Diego était un artiste. Quelqu’un qui crée ce qui, dans la seconde d’avant, n’existait pas. Les plus brillants ont inventé de nouvelles réalités. Les leurs, pas celles des autres. Diego l’a fait dans la vie comme sur les terrains. C’était un génie comme Mozart. Sauf qu’en musique, une fois la partition écrite, elle n’est plus qu’interprétée. Maradona, lui, faisait de chacun de ses matches une nouvelle partition, que lui seul pouvait jouer. Ses pieds étaient des pinceaux. Sa toile était verte. Il y dessinait façon Léonard de Vinci. Hors des terrains, cela ressemblait plus à du Francis Bacon. De la lumière à l’ombre. Toujours fascinant.

Son chef-d’oeuvre restera à jamais ce match face à l’Angleterre. Cet ennemi de l’Argentine. Dont les soldats étaient armés de fusils contre des Argentins armés de pierres.
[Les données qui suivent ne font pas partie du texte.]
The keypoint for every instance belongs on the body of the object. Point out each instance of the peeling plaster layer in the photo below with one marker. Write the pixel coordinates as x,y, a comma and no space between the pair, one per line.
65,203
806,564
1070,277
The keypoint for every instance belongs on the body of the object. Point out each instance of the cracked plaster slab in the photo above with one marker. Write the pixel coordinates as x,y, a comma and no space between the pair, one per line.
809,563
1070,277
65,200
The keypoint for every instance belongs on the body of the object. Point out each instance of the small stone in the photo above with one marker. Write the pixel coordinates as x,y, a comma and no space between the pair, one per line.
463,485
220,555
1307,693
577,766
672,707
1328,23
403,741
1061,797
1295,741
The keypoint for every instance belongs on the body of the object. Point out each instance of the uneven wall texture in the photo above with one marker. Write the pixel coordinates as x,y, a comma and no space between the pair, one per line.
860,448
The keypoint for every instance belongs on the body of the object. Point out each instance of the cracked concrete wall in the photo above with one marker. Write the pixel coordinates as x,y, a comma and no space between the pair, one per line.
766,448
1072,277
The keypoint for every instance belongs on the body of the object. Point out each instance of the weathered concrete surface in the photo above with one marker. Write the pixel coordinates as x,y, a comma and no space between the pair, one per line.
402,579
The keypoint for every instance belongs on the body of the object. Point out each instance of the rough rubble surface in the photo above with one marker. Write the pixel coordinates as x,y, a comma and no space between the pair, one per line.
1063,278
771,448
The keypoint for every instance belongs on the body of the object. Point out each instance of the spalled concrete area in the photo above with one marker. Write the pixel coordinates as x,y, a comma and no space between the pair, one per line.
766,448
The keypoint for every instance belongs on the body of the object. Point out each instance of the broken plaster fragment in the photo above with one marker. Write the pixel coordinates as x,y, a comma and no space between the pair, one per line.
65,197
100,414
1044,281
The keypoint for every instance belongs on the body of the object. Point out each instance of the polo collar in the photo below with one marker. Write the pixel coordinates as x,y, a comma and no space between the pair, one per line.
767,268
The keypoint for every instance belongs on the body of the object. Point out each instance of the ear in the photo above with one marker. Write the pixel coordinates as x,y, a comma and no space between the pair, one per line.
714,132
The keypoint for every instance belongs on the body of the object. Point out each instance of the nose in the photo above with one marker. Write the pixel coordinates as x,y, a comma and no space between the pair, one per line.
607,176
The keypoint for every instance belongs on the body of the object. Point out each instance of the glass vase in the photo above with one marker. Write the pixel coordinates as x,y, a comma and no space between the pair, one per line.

Il avait des mains à la place des pieds. Leur planter un but de la main, tu comprends bien, ça ne lui a posé aucun problème. Mais le plus sublime, c’est que quatre minutes plus tard, il remet le football au-dessus de tout. Juste une mise au point que seul un génie peut s’offrir. Balle aux pieds, il humilie toute une équipe. Après avoir enfreint la loi, il impose la sienne, tout en respectant celle des autres. Des autres qui n’ont que leurs yeux pour s’émerveiller. Et maintenant pleurer un Dieu tellement humain.

Il y a quelques années, il a failli mourir d’un excès de consommation de pizzas et de champagne. Aussi pathétique que révélateur. La diagonale d’un fou génial. Deux mondes qu’il a unifiés dans la dévotion universelle. Donnons-lui une dernière fois la parole: « Entrer dans le rectangle et ne pas marquer, c’est comme danser avec sa soeur ». L’excès dans toute sa splendeur.

Finalement, évoquer Diego Maradona avec une semaine de retard est bien peu de chose par rapport à son éternité. D’ailleurs, moi, dorénavant, je fêterai l’Ascension. Tous les 25 novembre.